UNic, formerly known as Intercollege, is the largest private university in Cyprus and has about 5,000 students. Those who wish to use Bitcoin for tuition fees can pay at the university’s finance office or through an online merchant processing service.

If you haven’t heard of Bitcoin, it’s the emerging decentralized, virtual currency gaining popularity lately in light of the FBI shutting down Silk Road, the online marketplace for illegal drugs and illicit services. Bitcoins exist only online, can be transferred right away and are not controlled by a central authority like the Federal Reserve.

University of NicosiaBitcoin made headlines earlier this week after the U.S. government began discussions about the digital currency, and shortly thereafter its value went on an insane rollercoaster. Here in Seattle, a Seattle grilled cheese foodtruck is now accepting Bitcoin and 200 miles north, the world’s first Bitcoin ATM was just installed in Vancouver, B.C.

This is an interesting move on UNic’s part to accept Bitcoin — after all, the volatility of the currency is at an all-time high right now. But a university spokesperson told GeekWire that it plans on converting students’ Bitcoin immediately to Euros.

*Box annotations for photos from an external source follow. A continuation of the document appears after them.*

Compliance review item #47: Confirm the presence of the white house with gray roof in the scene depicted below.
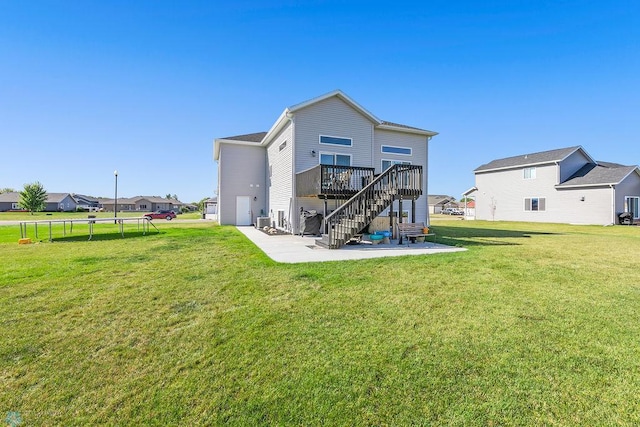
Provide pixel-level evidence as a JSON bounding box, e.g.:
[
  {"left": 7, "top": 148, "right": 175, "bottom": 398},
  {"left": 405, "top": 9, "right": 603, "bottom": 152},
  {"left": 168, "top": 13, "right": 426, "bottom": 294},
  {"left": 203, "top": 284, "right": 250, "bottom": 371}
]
[
  {"left": 214, "top": 90, "right": 437, "bottom": 246},
  {"left": 463, "top": 146, "right": 640, "bottom": 225}
]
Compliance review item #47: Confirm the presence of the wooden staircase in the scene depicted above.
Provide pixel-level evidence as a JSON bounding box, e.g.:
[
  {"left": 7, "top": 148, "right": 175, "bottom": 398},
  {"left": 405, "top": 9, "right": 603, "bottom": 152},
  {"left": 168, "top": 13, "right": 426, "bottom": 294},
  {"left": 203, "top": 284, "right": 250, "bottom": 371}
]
[{"left": 316, "top": 165, "right": 422, "bottom": 249}]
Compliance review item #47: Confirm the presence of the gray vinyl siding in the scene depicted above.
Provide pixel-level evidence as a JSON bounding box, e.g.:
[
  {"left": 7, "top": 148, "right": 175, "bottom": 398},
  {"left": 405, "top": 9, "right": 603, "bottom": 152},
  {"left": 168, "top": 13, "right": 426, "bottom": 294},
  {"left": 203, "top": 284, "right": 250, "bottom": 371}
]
[
  {"left": 218, "top": 143, "right": 266, "bottom": 224},
  {"left": 476, "top": 165, "right": 566, "bottom": 222},
  {"left": 266, "top": 122, "right": 295, "bottom": 228},
  {"left": 295, "top": 97, "right": 373, "bottom": 172},
  {"left": 373, "top": 129, "right": 429, "bottom": 224},
  {"left": 614, "top": 172, "right": 640, "bottom": 217},
  {"left": 555, "top": 150, "right": 590, "bottom": 184},
  {"left": 553, "top": 186, "right": 613, "bottom": 225},
  {"left": 292, "top": 97, "right": 373, "bottom": 230},
  {"left": 475, "top": 162, "right": 624, "bottom": 225}
]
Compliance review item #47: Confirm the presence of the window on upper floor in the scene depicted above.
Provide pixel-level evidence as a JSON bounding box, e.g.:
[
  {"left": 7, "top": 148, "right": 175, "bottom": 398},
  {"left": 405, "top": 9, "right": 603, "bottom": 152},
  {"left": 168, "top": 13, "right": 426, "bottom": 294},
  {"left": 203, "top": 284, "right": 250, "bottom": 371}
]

“The intention of this initiative is to ease transmission difficulties for certain students and to build our own practical knowledge about this field, not to engage in currency speculation,” the spokesperson said.

UNic expects that initial Bitcoin adoption will come from students in Africa enrolled in online degree programs.

“In certain countries, international payments are extremely cumbersome and given that certain students pay on a monthly installment plan, the transmission fees end up reaching 5-to-10 percent of their payments and being highly inconvenient,” the spokesperson said. “Furthermore, there are examples of non-traditional digital currencies in Africa, such as m-Pesa in Kenya that have reached wide adoption.”

In a statement, UNic Chief Financial Officer Dr. Christos Vlachos called digital currency “an inevitable technical development that will lead to significant innovation in online commerce, financial systems, international payments and remittances and global economic development.”

Not only is the university accepting Bitcoin as payment, but it is also launching the first Master of Science Degree in Digital Currency this spring. Introduction to Digital Currency, the degree’s first class, will be available for free to anyone as a massive open online course.

“What we aim to explore in this program is the likely development pathway of digital currency and give our students insights that they can bring to bear in their professional careers,” UNic Senior Vice Rector Dr. Andreas Polemitis said in a statement.

UNic also plans on lobbying the Cyprus government to turn the country into a “hub for Bitcoin trading, processing and banking.”